The White House on Wednesday unveiled “US Ignite,” a massive new public-private collaboration to spur development of new software that will remake the Internet itself for the broadband era.
Fittingly, Mozilla, the nonprofit company behind the Firefox browser, is one of the major companies hoping to fuel the development of the new apps.
“Mozilla works to promote openness, opportunity and innovation on the Internet,” said Ryan Merkley, Mozilla’s chief operating officer, in an email to TPM. “The US Ignite program is a way for the public to directly contribute their skills and ideas to the future of the web. We believe it will drive innovation both through the apps that are created, but also through the investment in high speed infrastructure that benefits everyone. “
Mozilla and the National Science Foundation are teaming up to launch “Mozilla Ignite,” a competition that will doll out a total of $500,000 in NSF prize money in chunks to third-party developers that come up with the best apps in any of five areas: advanced manufacturing, education and workforce technologies, public safety, healthcare, and clean energy/transportation. Mozilla’s rounded-up a who’s who of the technology sector for its judges, including big-name venture capitalists and executives at Tumblr and Amazon, among others.
The competition has already begun, with Mozilla hosting a “brainstorming round,” where developers can pitch app ideas through August 23 and get feedback from others, but aren’t actually required to submit a prototype type. Even in this round, there’s a $15,000 prize for the best idea.
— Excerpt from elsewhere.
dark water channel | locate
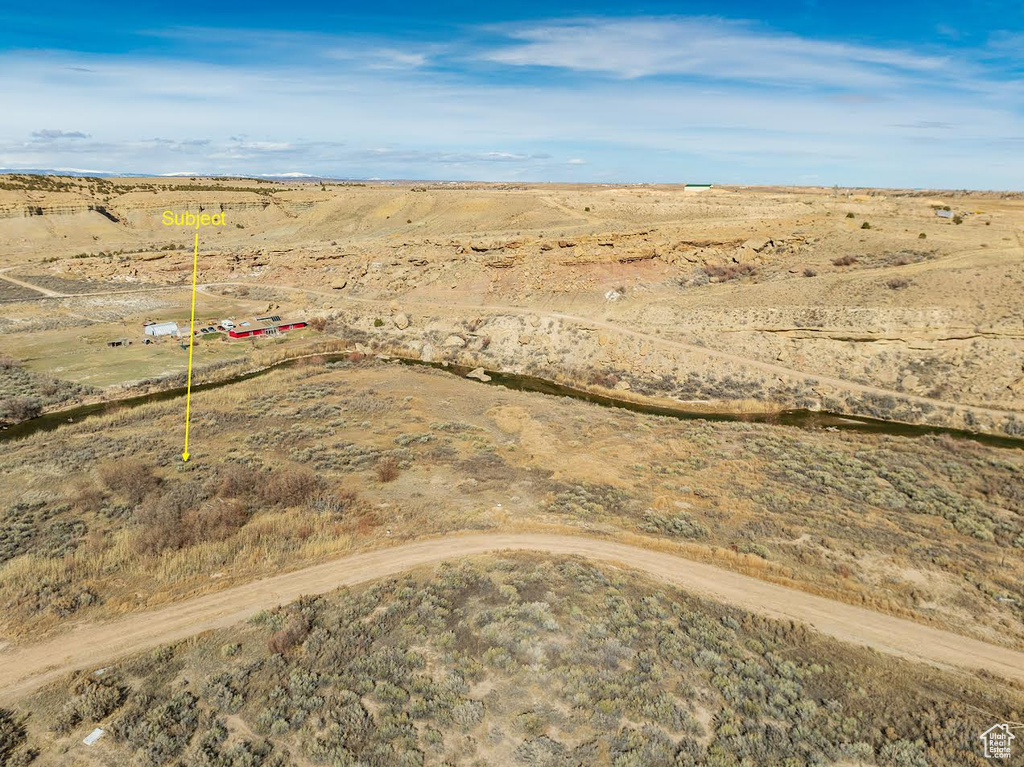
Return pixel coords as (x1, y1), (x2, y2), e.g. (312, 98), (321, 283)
(3, 354), (1022, 451)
“You don’t need to be a developer or technologist to participate — at this stage we’re just seeking good ideas,” Mozilla’s Ignite webpage reads. “All are welcome!”
So far just nine ideas have been submitted, including promising ones like a cloud-based artificial intelligence system that could host the programming for multiple robots, crowd-sourced surveillance system called “Little Brother,” (apparently not a tongue-in-cheek reference to the novel that denounces the surveillance state). Other ideas are more vague, such as an app that would aggregate all of a young person’s personal information and one that seeks to create “virtual” companies, which seems to be based largely off the idea of a remote workforce.
But Mozilla is eager to see all sorts of app ideas, not just those that fit the typically definition of a web or smartphone application.
“Mozilla also wants to demonstrate that open web technologies like HTML5 can and should be the platform for developing apps on gigabit networks,” Merkley elaborated to TPM. “US Ignite’s goal is to foster 60 transformative applications in five years in national priority areas. We hope that the challenge will be a big part of that, either through apps created, or the ideas generated by everyday citizens.”
The official first round of the competition, which requires developers to submit prototype app ideas, will conclude on October 25 with $85,000 in prize money awarded, the second round December 19 with $150,000 in prize money and the third March 27, 2013 with $250,000 in prize money awarded. Participation is open to all, regardless of nationality, but prizes can only be collected by U.S. citizens. Entrants are also limited to three submissions in total, across all three rounds.
Correction: This article originally misidentified Mr. Merkley as Mozilla’s “chief marketing officer,” when it fact he is the company’s “chief operating officer.” We have since corrected the error in copy and regret it.